Spider-man Takes On Another Real Villain: Emotional Child Abuse

Spider-man Takes On Another Real Villain: Emotional Child Abuse
By Linnet Myers - September 18, 1988

When Spider-Man revealed in a 1985 comic strip that he had been sexually abused as a youngster, the response was phenomenal,` according to the National Committee for Prevention of Child Abuse.

``We actually got hundreds of letters here addressed to Spider-Man saying, `You know what happened to you? It`s happening to me, said Anne Cohn, executive director of the committee.

Now the committee and Marvel Comics have produced another comic strip in which Spider-Man takes on the issue of emotional child abuse.

The four-page color supplement is included in today's Tribune and has already appeared in several other newspapers across the country, including the Houston Chronicle, the Des Moines Register and the Columbus Dispatch, said Christine Benuzzi, the committee`s director of resource development.
The committee has turned its focus to emotional abuse because ``it`s probably the most hidden and yet most insidious type of abuse,`` Cohn said.

A child may be told, `You`re disgusting. I wish you were never born.` If they`re told day after day that they`re worthless-that they`re never going to amount to anything-then sure enough, they don`t.

Children believe what their parents tell them.

The new Spider-Man comic is part of the committee`s nationwide campaign against emotional abuse. Television spots showing parents angrily insulting their children are also featured.

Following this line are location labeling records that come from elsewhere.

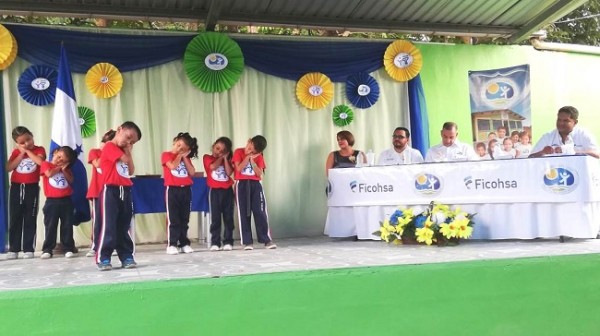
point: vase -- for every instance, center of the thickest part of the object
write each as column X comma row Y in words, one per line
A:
column 443, row 241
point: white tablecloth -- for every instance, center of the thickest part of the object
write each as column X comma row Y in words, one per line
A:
column 528, row 198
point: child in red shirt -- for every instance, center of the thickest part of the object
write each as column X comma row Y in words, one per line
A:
column 115, row 199
column 24, row 162
column 218, row 170
column 249, row 166
column 95, row 188
column 178, row 171
column 57, row 179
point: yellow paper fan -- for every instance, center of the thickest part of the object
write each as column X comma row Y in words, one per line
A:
column 314, row 90
column 104, row 80
column 8, row 48
column 402, row 60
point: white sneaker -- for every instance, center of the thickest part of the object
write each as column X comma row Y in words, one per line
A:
column 172, row 250
column 187, row 249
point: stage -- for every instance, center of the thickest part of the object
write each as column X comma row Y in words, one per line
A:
column 316, row 286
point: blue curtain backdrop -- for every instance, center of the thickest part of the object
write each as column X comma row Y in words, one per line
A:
column 286, row 59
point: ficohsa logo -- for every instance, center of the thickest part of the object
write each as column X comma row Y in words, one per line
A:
column 353, row 186
column 427, row 184
column 215, row 61
column 361, row 187
column 559, row 180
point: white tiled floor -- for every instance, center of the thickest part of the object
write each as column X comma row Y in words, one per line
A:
column 291, row 255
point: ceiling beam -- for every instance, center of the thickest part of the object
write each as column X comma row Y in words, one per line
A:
column 551, row 14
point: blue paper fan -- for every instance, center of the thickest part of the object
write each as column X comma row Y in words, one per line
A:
column 37, row 85
column 362, row 90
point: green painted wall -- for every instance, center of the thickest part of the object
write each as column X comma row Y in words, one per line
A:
column 557, row 79
column 536, row 296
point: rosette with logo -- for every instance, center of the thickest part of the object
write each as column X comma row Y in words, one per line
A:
column 362, row 90
column 213, row 62
column 314, row 90
column 87, row 121
column 402, row 60
column 342, row 115
column 104, row 80
column 37, row 85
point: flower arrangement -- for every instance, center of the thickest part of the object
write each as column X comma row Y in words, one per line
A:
column 438, row 223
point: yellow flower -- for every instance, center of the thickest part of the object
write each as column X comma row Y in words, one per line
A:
column 449, row 230
column 463, row 229
column 424, row 235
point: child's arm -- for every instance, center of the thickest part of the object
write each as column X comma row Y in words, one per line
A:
column 240, row 165
column 257, row 170
column 68, row 174
column 12, row 164
column 52, row 171
column 126, row 157
column 227, row 165
column 188, row 165
column 37, row 158
column 175, row 162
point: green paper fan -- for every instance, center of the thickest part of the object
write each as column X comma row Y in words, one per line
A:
column 342, row 115
column 213, row 62
column 87, row 121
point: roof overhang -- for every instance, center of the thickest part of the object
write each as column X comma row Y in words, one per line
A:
column 512, row 19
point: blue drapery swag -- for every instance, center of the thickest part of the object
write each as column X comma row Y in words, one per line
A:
column 282, row 58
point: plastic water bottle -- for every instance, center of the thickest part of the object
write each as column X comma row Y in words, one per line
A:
column 360, row 159
column 370, row 157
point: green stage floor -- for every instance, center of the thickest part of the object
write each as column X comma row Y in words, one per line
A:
column 315, row 287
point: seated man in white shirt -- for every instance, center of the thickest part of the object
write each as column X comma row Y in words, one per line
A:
column 401, row 153
column 567, row 138
column 451, row 149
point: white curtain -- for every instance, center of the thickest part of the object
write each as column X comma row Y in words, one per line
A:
column 163, row 102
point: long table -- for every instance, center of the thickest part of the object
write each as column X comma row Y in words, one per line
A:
column 514, row 199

Cohn said the committee has already seen responses to the ads and to the comic strip in areas where it has appeared. She said one woman-the mother of two boys-wrote that ``I first saw myself and my actions reflected on the TV in a short but painful commercial. I felt very ashamed of myself.

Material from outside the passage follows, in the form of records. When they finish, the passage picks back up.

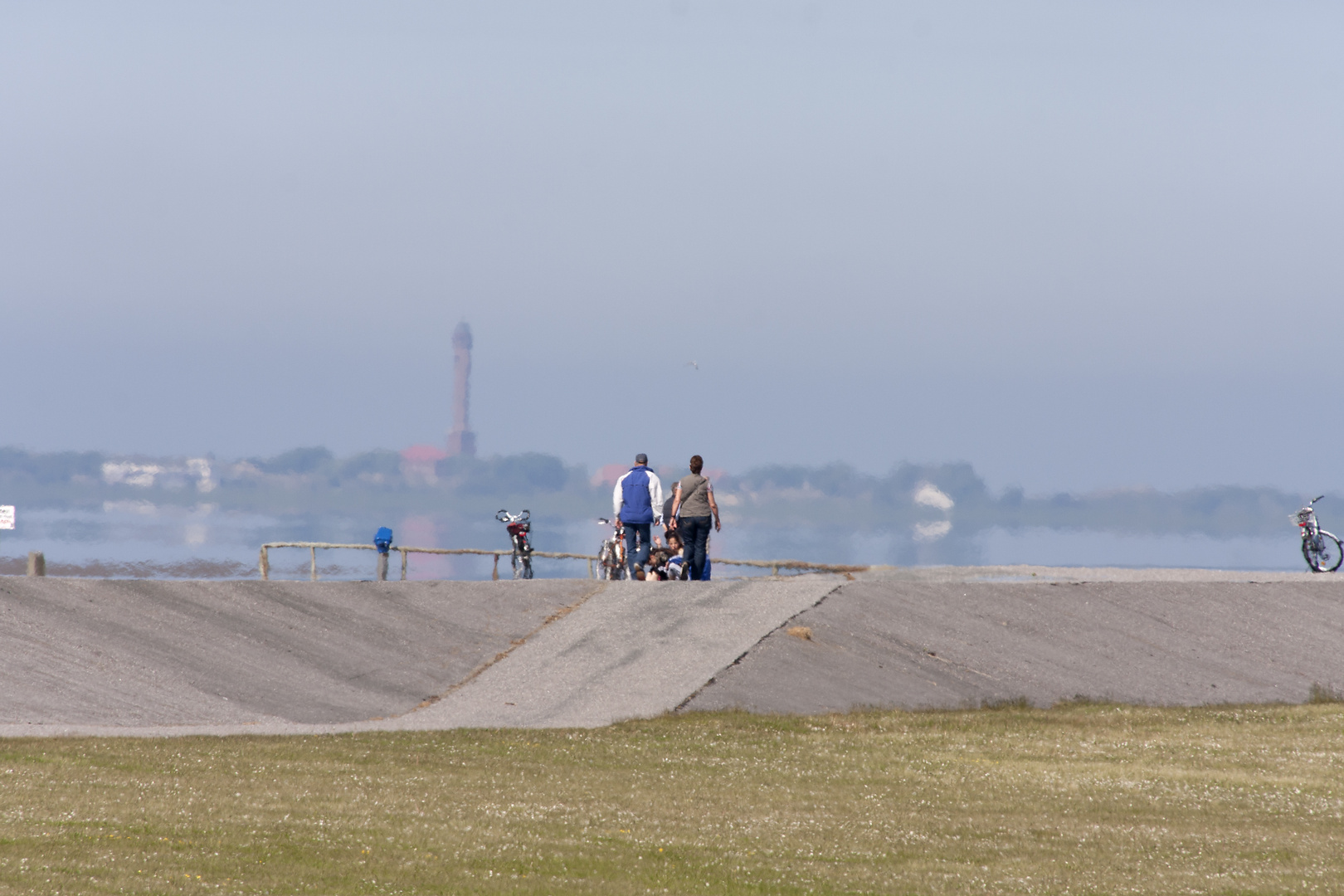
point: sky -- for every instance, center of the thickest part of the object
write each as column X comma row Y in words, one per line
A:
column 1079, row 245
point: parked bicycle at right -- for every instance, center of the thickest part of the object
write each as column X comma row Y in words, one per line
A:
column 1322, row 550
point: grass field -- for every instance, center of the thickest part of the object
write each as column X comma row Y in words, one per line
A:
column 1074, row 800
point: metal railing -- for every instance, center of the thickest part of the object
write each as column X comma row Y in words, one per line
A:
column 774, row 566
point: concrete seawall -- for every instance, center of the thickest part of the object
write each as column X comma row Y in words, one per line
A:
column 221, row 657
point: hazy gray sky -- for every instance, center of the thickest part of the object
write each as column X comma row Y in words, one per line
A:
column 1079, row 245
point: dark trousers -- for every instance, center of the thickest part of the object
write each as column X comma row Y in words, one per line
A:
column 632, row 557
column 695, row 533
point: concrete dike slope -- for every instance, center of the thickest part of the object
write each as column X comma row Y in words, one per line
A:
column 951, row 638
column 119, row 657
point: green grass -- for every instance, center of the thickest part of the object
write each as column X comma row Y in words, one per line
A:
column 1083, row 798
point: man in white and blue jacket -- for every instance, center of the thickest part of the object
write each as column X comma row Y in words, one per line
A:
column 637, row 503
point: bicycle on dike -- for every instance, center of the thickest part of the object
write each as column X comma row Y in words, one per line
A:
column 1322, row 550
column 518, row 528
column 611, row 557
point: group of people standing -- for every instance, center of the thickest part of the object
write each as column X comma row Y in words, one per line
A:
column 686, row 516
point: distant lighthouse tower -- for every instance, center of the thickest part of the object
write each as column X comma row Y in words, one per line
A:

The 1985 Spider-Man comic, which dealt with sexual abuse, was produced after Pamela Rutt, Marvel Comics` publicity director, called the committee.

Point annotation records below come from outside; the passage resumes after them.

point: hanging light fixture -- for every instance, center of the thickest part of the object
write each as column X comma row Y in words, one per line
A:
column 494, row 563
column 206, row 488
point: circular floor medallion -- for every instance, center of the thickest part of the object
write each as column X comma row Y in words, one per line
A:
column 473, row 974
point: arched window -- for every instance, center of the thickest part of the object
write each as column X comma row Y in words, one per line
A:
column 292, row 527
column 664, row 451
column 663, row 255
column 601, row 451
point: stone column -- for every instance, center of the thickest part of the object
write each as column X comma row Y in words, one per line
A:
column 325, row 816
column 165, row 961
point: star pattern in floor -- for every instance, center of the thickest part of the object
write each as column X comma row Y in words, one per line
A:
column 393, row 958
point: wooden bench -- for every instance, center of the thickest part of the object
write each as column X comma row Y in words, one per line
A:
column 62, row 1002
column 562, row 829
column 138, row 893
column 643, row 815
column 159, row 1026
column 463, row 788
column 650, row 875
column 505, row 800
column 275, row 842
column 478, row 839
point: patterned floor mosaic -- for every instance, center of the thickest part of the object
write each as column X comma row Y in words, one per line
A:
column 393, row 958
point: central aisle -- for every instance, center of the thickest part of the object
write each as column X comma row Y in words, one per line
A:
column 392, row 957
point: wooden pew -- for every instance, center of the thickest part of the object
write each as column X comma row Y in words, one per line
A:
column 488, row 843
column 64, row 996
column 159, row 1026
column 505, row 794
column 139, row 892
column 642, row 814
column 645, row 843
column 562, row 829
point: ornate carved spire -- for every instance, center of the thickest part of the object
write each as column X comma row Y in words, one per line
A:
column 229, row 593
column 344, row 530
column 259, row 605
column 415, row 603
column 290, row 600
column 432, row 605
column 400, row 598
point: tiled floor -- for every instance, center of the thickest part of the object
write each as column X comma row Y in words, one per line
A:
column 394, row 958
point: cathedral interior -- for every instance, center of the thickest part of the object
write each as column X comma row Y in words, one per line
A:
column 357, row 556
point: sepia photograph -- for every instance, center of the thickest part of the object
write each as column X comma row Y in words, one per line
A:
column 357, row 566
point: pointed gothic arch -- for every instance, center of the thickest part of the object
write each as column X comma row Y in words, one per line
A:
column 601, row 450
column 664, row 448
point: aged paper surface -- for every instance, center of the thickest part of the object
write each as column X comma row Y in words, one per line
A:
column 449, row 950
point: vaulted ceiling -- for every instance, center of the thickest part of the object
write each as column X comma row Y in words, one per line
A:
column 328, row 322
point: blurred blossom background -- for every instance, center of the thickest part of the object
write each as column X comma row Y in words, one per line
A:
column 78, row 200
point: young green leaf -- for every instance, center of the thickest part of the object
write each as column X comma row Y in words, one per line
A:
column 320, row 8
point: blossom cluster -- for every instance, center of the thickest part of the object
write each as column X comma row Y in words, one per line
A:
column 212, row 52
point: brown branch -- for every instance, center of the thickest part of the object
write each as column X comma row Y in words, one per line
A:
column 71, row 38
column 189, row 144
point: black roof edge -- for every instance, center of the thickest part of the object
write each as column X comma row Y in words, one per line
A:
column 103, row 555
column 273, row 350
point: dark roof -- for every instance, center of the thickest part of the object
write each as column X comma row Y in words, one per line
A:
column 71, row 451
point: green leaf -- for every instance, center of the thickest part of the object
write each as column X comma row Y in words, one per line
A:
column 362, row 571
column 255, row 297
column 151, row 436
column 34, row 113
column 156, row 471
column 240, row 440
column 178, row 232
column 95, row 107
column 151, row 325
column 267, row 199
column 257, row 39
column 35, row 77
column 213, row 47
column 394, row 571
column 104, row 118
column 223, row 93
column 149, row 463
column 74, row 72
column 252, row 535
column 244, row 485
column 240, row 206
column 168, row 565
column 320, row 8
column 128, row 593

She spoke with Cohn, and the two came up with the idea, Rutt said. Since then, more than 16 million copies of the sexual-abuse comic supplement have been distributed through 150 papers nationwide, Rutt said. Two million more were distributed through the committee.

Spider-Man himself made appearances at schools, day-care centers and shopping malls in areas where the supplement was distributed, she said. When Spider-Man spoke of his frightening childhood experience, it was

``astonishing`` to see how children reacted, Rutt said.

When children came up and told Spider-Man that they also had the problem, ``Spider-Man would say, `I`m glad you came forward and told me that, "Rutt said. He would then refer the child to an expert for help, she said.

Spider-Man, (whose secret identity Rutt refused to reveal), is making similar stops for the new supplement, although there are no plans for a Chicago visit.

If copies in Sunday`s Tribune are included, about 4 million copies of the new supplement have been distributed, Rutt said. In the comic strip in today`s Tribune, Spider-Man discusses the problems of a boy and his sister, who are tormented by their cruel alcoholic father.